Labour MP Josh Fenton-Glynn, who abstained at the bill’s second reading in the House of Commons, said the measure still did not contain sufficient safeguards to protect terminally ill people from pressure by relatives.
“Ultimately, I think any supporter of assisted dying would want to see a safe and workable bill, and I do not believe this was it. I would have been very happy if they had made a good-faith effort to fix some of those problems, but the stubborn reintroduction of the same bill with the same flaws leaves us with a choice between voting against a dangerous law or not. Unfortunately, my position would remain the same,” he said.
Labour peer Luciana Berger said the bill should have gone through the same kind of pre-legislative scrutiny as other conscience-issue private members’ bills. She said, for example, that private members’ bills that introduced abortion rights and abolished the death penalty “were preceded by a commission even before the document was introduced in the House of Commons.”

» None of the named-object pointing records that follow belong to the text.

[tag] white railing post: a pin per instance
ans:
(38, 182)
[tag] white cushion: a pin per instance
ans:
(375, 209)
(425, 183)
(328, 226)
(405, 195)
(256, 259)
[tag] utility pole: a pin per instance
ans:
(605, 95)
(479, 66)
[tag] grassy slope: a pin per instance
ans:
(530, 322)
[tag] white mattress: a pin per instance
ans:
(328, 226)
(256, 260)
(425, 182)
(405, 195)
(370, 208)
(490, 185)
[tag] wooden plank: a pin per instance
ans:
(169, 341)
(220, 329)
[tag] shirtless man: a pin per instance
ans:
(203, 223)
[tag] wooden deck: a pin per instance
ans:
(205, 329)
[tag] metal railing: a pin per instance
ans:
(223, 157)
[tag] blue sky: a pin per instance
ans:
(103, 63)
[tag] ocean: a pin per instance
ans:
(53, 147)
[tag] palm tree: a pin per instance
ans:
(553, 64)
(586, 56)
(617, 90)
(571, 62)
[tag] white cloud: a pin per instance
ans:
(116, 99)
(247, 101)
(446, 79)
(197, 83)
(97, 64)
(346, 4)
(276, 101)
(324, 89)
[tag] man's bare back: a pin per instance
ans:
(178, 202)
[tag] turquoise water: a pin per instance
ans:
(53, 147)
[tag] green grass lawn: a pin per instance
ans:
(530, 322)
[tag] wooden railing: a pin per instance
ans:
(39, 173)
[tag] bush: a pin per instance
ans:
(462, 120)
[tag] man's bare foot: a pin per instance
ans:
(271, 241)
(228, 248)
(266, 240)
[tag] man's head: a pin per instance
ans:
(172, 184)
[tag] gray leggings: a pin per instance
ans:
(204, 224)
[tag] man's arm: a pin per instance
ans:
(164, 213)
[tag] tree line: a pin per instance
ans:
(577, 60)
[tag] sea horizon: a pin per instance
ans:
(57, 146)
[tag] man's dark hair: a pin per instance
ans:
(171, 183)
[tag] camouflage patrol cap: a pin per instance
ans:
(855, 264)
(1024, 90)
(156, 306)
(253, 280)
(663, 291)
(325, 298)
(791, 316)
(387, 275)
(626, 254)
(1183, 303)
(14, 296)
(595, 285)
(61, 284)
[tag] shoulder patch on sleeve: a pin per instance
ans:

“In essence, they recreated that hugely important stage of pre-legislative scrutiny so that the bill had already been agreed with the professional bodies whose members would be responsible for implementing it, and so that the legislation reflected what could be done in practice.”
Andrew Copson, chief executive of Humanists UK, said: “No one can seriously claim that this bill was not scrutinized enough. Assisted dying has gone through unprecedented scrutiny—more than any private member’s bill in history—even before it reached the House of Lords. Opponents often speak as though this were an entirely new issue, when in fact assisted-dying laws are already in force in more than 36 jurisdictions covering hundreds of millions of people. This is one of the most thoroughly examined reforms in parliament, not one of the least examined.”